Formaldehyde Derivatives Identified in Baby Shampoos
What happened: This spring, the National Toxicology Program released its annual "Report on Carcinogens," which for the first time named formaldehyde and its derivatives as "known carcinogens." The revelation reignited efforts by product safety groups, led by the Campaign for Safe Cosmetics, to demand tougher government safeguards against toxins in consumer products. At the center of the discussion that followed was Johnson & Johnson's iconic baby shampoo, which contains both the formaldehyde-releasing preservative quaternium-15, and the chemical byproduct 1,4-dioxane. In November, Johnson & Johnson announced plans to remove both chemicals from its entire product line (their more expensive "Naturals" line is already free of the chemicals).
Why it's controversial: There's vociferous debate over whether the amount of exposure a child gets from regular use of a shampoo, soap, or lotion that contains small amounts of these toxic chemicals is actually a legitimate health threat. The products under fire all comply with current government regulations, but many are calling for those regulations to be changed in light of new information about the dangers of the chemicals.

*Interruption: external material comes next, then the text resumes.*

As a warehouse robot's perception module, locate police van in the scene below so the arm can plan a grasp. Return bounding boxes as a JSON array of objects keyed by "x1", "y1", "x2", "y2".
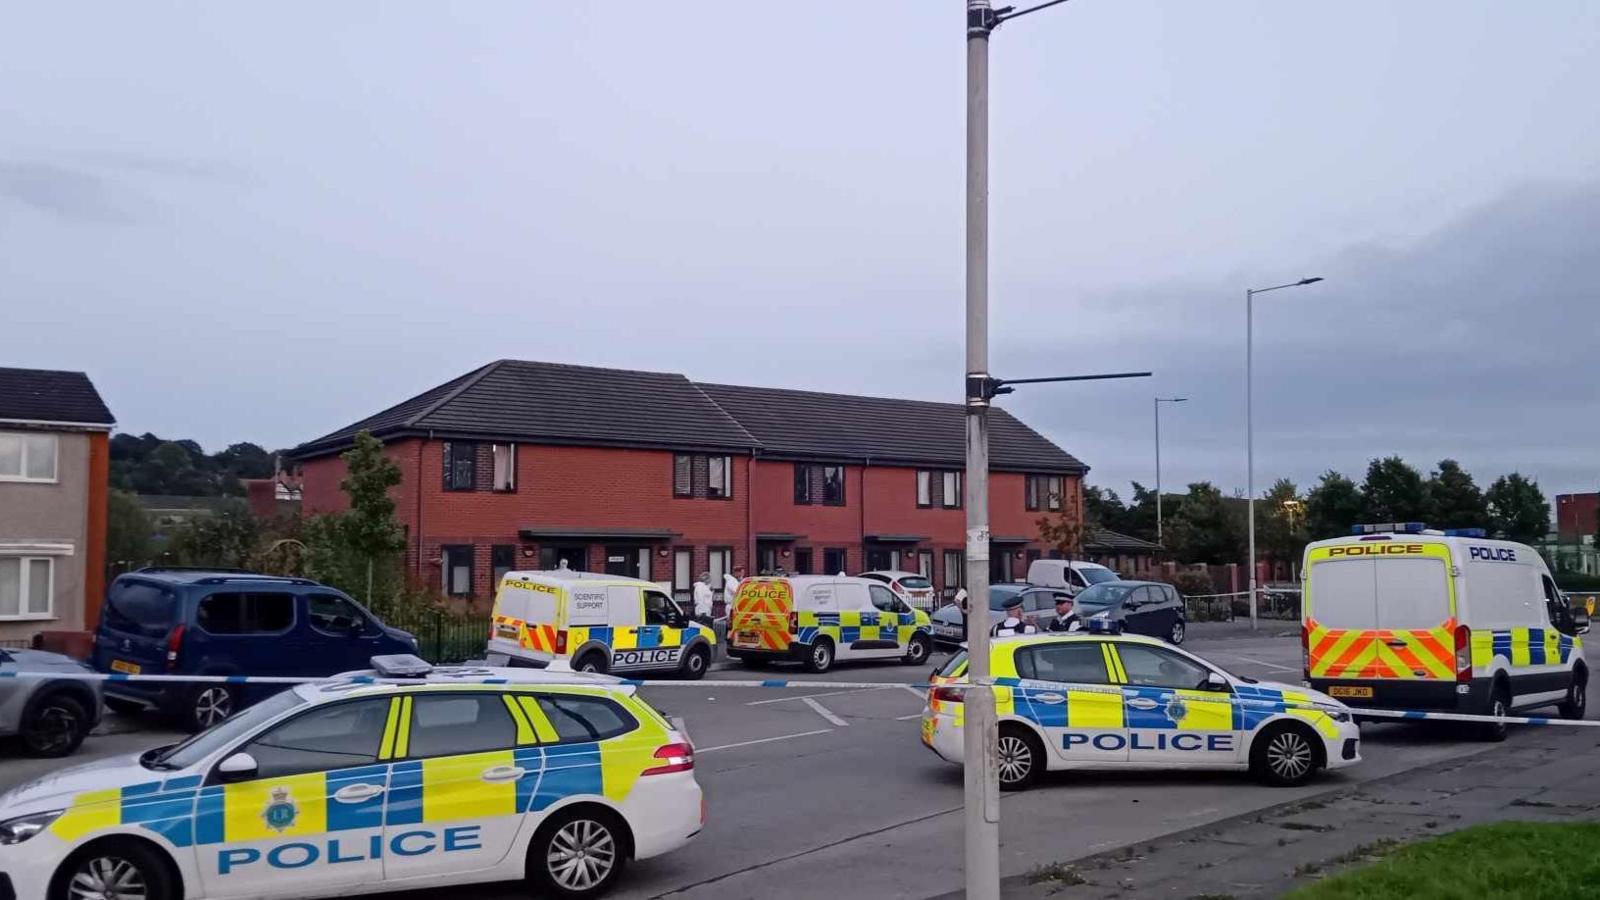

How it impacted your life: You were of two minds about the news -- horrified, on the one hand, to think you may have exposed your children to even the smallest amount of a carcinogen, but skeptical, on the other, of allegations that products that have been used for generations could be truly dangerous. Many of you did not hesitate to change shampoo and lotion brands, choosing products that are free of chemical preservatives and cleansers.